From: schwarze@mandoc.bsd.lv
To: source@mandoc.bsd.lv
Subject: docbook2mdoc: Various parser simplifications and improvements.
Date: Mon, 25 Mar 2019 18:15:14 -0500 (EST) [thread overview]
Message-ID: <e3fcb72f77ff9a79@fantadrom.bsd.lv> (raw)
Log Message:
-----------
Various parser simplifications and improvements.
Delete the redundant member "node" of struct parse.
The same is already available from cur->node.
No need to check in xml_char() whether an element is open.
Text outside the document element results in expat errors "not
well-formed (invalid token)" or "junk after document element"

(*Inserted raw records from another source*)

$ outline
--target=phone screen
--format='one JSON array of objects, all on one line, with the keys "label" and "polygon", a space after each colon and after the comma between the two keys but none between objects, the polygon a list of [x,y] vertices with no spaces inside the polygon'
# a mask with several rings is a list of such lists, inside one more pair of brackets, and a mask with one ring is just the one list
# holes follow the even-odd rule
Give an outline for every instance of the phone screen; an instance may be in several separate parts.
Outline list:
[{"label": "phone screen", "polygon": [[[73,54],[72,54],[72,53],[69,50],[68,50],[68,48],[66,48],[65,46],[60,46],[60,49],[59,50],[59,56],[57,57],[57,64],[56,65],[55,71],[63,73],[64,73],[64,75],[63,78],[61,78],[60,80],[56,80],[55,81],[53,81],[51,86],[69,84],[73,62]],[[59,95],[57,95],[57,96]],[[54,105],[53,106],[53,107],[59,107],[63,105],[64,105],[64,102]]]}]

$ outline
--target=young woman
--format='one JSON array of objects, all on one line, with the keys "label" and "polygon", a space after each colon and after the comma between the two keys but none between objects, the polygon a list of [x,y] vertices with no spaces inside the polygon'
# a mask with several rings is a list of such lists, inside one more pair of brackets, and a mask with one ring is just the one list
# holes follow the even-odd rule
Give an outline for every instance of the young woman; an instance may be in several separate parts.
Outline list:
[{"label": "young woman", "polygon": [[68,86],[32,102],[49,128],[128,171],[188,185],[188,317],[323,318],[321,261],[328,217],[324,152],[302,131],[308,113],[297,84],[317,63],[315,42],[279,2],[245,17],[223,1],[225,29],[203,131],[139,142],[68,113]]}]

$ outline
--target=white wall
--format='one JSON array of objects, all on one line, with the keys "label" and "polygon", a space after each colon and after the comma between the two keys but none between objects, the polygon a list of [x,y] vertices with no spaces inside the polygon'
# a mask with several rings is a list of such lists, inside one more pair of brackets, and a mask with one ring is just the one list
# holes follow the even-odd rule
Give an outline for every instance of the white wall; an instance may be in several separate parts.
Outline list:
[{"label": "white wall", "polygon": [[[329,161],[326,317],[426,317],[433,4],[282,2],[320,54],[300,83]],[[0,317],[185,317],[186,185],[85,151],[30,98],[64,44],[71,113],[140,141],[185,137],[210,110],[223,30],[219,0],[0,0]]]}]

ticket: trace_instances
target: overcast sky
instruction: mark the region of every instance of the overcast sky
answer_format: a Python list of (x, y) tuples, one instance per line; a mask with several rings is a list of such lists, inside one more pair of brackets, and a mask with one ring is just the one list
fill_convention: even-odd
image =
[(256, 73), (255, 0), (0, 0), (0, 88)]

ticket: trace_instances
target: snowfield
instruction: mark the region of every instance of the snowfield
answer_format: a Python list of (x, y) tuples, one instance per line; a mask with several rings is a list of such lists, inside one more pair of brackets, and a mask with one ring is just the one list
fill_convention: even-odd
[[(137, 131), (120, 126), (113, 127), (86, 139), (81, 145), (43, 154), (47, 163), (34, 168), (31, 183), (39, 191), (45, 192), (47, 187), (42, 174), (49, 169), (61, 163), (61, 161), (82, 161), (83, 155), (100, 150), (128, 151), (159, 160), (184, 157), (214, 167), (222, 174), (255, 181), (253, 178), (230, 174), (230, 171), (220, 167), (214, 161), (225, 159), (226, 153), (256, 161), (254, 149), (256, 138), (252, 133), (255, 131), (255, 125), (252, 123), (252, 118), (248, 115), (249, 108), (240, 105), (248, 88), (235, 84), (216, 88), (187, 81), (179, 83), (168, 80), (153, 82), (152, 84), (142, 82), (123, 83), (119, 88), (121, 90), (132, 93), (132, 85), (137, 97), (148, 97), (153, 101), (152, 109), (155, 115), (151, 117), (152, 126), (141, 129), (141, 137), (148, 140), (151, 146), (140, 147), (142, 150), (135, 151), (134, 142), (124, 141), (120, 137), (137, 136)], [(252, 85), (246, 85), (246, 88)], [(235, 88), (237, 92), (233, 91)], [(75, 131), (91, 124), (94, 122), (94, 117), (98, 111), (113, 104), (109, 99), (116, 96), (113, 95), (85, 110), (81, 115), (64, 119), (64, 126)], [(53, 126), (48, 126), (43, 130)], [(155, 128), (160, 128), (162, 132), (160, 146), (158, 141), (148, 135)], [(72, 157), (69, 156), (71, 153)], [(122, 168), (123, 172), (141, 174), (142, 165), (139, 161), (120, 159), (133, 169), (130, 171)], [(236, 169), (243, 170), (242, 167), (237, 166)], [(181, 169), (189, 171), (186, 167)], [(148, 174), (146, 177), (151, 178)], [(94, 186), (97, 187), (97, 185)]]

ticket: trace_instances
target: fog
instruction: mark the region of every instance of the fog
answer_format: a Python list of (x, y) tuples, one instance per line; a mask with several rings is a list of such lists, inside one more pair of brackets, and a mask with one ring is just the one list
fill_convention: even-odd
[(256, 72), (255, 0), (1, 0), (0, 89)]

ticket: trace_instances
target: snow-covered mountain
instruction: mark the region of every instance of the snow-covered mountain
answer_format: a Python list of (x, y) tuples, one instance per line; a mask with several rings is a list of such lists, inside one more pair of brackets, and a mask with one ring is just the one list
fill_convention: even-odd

and the function xml_char() is not called.
No need to check in xml_elem_end() whether an element is open.
Bogus closing tags result in expat errors "not well-formed (invalid
token)" or "mismatched tag" and the function xml_elem_end() is not
called.
In xml_elem_start(): no point in skipping the element name check
for the document element; and the error error "multiple refentries"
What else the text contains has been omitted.